If you asked me what was my mother's secret, what got her to the new millennium ahead of others like her younger sister (suicide), or her older brother (suicide), or her ex-husband (the Big C), or many of her friends and contemporaries (booze, drugs, car crashes, gunshots, fried food, white people, fatigue), my answer would be ... books. Surprisingly, despite the demands placed on her by life, Mother always took time to read: Russian novelists and U.S. history, mostly. She reads still. Just lately she reports she's been entranced by a biography of the late great U.S. Grant. Gen. Grant is number two on Mother's very short list of outstanding white men. First is Abraham Lincoln, naturally. Franklin Roosevelt is third.

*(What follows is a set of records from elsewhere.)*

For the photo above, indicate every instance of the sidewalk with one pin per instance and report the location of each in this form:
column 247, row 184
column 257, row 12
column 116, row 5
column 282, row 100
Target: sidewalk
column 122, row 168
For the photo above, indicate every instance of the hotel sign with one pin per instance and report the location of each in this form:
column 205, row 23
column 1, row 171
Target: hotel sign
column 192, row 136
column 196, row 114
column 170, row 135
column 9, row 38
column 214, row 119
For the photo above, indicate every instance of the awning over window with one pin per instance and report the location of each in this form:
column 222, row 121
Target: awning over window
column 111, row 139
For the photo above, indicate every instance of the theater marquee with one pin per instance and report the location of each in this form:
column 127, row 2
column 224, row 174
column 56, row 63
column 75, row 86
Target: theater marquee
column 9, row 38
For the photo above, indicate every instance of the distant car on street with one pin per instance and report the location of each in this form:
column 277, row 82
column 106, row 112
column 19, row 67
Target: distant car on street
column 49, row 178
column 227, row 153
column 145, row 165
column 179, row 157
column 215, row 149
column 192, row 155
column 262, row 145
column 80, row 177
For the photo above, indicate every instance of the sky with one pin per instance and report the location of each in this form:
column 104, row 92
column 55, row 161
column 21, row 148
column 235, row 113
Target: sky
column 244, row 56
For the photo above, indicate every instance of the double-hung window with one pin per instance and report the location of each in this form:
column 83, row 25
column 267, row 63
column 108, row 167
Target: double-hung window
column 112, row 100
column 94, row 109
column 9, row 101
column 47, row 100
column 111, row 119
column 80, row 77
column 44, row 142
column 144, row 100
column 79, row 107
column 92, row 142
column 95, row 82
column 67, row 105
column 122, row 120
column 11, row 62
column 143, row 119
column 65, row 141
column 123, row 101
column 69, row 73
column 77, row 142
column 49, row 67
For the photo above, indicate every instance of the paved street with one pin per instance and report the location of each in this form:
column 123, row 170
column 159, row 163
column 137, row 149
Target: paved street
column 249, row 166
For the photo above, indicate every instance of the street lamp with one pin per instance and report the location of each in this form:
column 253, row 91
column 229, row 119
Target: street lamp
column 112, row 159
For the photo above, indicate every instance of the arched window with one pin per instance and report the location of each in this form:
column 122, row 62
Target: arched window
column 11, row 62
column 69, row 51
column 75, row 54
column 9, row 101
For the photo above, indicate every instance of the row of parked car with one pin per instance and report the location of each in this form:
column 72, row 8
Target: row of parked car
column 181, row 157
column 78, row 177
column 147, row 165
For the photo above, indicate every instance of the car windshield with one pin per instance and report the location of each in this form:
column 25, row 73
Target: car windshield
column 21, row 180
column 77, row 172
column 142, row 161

There is no number four, although if she were forced to choose she would probably name Lyndon Johnson, a fellow Texan. She can still remember when President Johnson went on television and told the country, "We shall overcome." On the other side of the coin, somewhere in her mental attic she still remembers driving through Mississippi, in 1964, and seeing a car decorated with a bumper sticker that read, "Any water but Goldwater." She feels that way now. Any bush, she tells me when we talk, but George W. Bush.

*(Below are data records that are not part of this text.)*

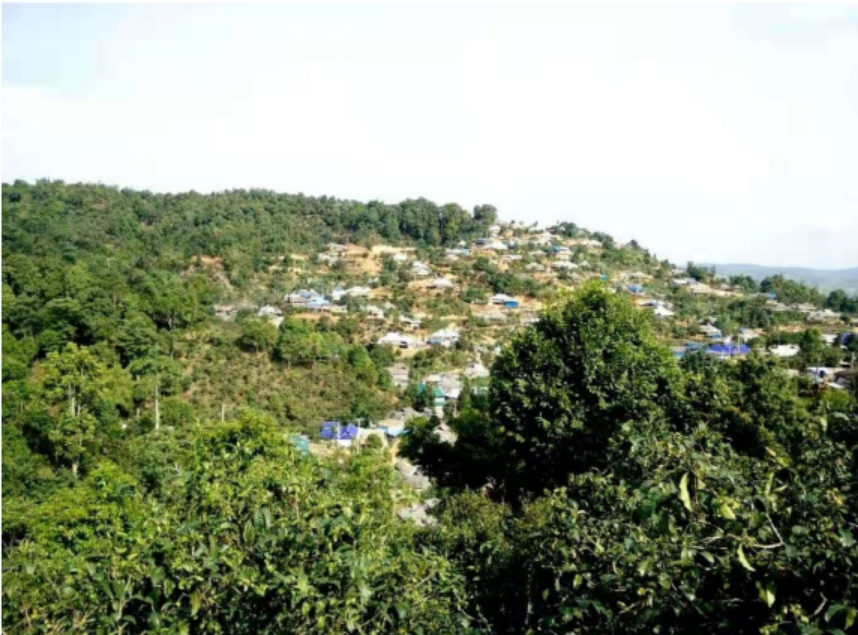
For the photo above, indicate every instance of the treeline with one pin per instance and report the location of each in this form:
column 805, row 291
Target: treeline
column 599, row 486
column 246, row 228
column 624, row 493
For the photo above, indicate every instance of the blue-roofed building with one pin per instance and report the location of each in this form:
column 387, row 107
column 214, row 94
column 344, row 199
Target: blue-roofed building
column 335, row 431
column 728, row 350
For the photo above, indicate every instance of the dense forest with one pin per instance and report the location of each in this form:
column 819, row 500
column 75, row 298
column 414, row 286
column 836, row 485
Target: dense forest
column 151, row 482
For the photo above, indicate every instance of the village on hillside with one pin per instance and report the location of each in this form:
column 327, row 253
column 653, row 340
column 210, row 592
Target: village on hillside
column 443, row 314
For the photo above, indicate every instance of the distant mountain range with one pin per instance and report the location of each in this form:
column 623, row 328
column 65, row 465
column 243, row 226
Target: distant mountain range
column 824, row 279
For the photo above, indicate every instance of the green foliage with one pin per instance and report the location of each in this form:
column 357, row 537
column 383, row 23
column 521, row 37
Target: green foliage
column 250, row 537
column 563, row 387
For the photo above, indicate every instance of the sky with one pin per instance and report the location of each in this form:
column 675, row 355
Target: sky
column 712, row 133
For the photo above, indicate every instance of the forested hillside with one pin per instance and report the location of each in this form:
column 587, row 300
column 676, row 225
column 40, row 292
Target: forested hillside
column 159, row 371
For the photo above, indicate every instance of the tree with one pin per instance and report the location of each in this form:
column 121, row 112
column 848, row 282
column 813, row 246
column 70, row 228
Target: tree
column 73, row 382
column 157, row 376
column 563, row 388
column 257, row 335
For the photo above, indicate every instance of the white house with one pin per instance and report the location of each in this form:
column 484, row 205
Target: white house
column 269, row 311
column 442, row 283
column 410, row 323
column 662, row 312
column 785, row 350
column 358, row 292
column 475, row 370
column 373, row 312
column 420, row 269
column 501, row 298
column 397, row 340
column 563, row 264
column 444, row 337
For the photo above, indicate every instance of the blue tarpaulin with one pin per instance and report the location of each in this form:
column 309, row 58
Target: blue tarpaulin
column 336, row 431
column 728, row 350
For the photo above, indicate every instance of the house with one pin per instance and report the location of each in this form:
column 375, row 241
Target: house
column 397, row 340
column 446, row 434
column 319, row 304
column 418, row 513
column 475, row 370
column 500, row 298
column 725, row 351
column 442, row 283
column 399, row 375
column 493, row 317
column 358, row 292
column 563, row 264
column 410, row 323
column 785, row 350
column 420, row 269
column 373, row 312
column 329, row 258
column 848, row 378
column 412, row 475
column 342, row 435
column 444, row 337
column 637, row 275
column 269, row 311
column 439, row 399
column 826, row 315
column 711, row 332
column 821, row 374
column 300, row 297
column 226, row 311
column 301, row 442
column 746, row 335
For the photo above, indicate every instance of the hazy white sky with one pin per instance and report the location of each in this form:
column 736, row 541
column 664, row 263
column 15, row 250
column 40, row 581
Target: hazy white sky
column 712, row 133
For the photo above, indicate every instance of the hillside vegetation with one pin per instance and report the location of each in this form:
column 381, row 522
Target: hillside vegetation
column 614, row 472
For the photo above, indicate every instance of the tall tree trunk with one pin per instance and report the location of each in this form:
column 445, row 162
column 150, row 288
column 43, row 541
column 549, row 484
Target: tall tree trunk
column 157, row 406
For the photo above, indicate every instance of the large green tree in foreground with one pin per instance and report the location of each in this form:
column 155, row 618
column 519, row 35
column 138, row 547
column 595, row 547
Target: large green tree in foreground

You would think that Mother would be ecstatic to have lived to see the changes in the world today. But in this greatest age of African-American accomplishment her approval is lukewarm at best. Colin and Condoleezza? She doesn't trust 'em. She thinks Oprah is on a massive ego-trip, although the Big O's money (reportedly $1 billion, and still counting) does impress her. Tiger, she likes. She has yet to express an opinion on Serena or Venus, but something tells me it won't be entirely good. Serena may possess a mean serve, but off the court her dress is sometimes inappropriate. (Actually, in my family we don't say "inappropriate" that much either. We say "common," instead.)

Don't ask Mother about Denzel or Halle. She doesn't watch many movies and never has. When she does, she sometimes refers to them as "pictures," as in "moving pictures," which is what films were before they became movies. My mother was around -- although not yet my mother -- and already taking care of herself and a younger sister when Gone With the Wind premiered. She wasn't invited to the showing, although a pretty good argument can be made that she knew more about the script than Clark Gable or Vivien Leigh. For that matter, she was around when Birth of a Nation came out too. Unfortunately, she knew that script as well.

Music? She briefly dated Duke Ellington's son, if that counts for anything. But Puff Daddy (let alone P. Diddy) or Lil' Kim? She wouldn't even know what you're talking about. She turned off the radio when Nat King Cole died. Except, of course, if Donna Summer is singing. She and Donna have a lot in common. They both worked hard for their money.